Se procurarmos uma crítica ao poder pessoal de Roma, podemos encontrá-la em escritos romanos (…) que apresentaram reiteradamente o imperador como um impostor ou um deturpador da verdade e do próprio poder pessoal como um fingimento e uma representação (…)”

Exemplo disso é a descrição que o escritor e secretário pessoal do imperador Adriano, Suetónio, faz, cem anos depois, das últimas horas do imperador Augusto, em 14 d.C., em que este manda chamar alguns amigos a quem pergunta “se achavam que tivera uma actuação adequada na comédia da vida”, juntando dois versos gregos: “Já que a peça foi tão boa, aplaudamos/e mandai-nos embora com uma ovação.”

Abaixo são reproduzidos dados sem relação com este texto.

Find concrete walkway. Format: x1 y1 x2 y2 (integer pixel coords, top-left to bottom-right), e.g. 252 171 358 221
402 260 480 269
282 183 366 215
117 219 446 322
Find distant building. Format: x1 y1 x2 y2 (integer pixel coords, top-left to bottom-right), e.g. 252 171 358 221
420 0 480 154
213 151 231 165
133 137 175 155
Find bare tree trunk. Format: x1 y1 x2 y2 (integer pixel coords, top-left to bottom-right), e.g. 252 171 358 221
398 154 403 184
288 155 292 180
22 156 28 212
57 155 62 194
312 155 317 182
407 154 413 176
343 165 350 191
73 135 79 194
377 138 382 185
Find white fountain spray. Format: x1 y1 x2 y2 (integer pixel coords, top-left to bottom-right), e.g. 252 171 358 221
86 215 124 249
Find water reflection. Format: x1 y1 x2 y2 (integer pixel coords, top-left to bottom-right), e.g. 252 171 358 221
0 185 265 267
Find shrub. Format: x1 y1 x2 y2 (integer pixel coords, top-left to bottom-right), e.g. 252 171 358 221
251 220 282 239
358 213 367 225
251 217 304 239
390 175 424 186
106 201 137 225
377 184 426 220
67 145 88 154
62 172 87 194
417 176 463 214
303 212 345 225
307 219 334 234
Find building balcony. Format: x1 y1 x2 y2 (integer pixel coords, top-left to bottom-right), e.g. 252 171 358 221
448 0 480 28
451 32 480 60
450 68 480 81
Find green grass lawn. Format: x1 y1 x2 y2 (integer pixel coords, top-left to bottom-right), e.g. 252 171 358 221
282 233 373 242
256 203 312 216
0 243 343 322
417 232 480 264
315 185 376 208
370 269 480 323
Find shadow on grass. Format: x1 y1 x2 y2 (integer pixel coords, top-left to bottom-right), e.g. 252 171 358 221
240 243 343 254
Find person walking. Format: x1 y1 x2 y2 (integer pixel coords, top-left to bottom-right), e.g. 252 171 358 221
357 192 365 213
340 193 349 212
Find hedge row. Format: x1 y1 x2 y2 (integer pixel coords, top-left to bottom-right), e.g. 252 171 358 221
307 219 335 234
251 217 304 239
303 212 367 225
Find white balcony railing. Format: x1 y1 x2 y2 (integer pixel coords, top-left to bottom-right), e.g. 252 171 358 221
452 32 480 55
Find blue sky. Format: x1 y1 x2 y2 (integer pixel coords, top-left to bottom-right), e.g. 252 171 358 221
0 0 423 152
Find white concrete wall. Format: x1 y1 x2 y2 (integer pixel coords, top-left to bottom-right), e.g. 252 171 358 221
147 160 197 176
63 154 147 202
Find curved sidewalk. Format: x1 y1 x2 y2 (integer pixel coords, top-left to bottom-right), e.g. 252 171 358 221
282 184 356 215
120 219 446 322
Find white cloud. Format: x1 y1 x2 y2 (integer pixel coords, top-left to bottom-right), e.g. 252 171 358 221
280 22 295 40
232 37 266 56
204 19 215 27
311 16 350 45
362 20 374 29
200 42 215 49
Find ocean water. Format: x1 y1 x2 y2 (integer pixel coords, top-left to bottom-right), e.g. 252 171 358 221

Se para Mary Beard “a Roma Antiga tem escassos ensinamentos directos para nos dar (…), é um facto desconfortável que, por toda a História, a autocracia – tirania, ditadura ou o que quer que lhe chamemos – tenha dependido de pessoas de todos os estratos, que a aceitaram, que se adaptaram ou que até a consideraram um sistema confortável sob o qual viver (…) Aquilo que sustenta a autocracia (conclui) não é a violência ou a polícia secreta, é a colaboração e a cooperação, sejam estas cúmplices ou ingénuas, bem-intencionadas ou não.”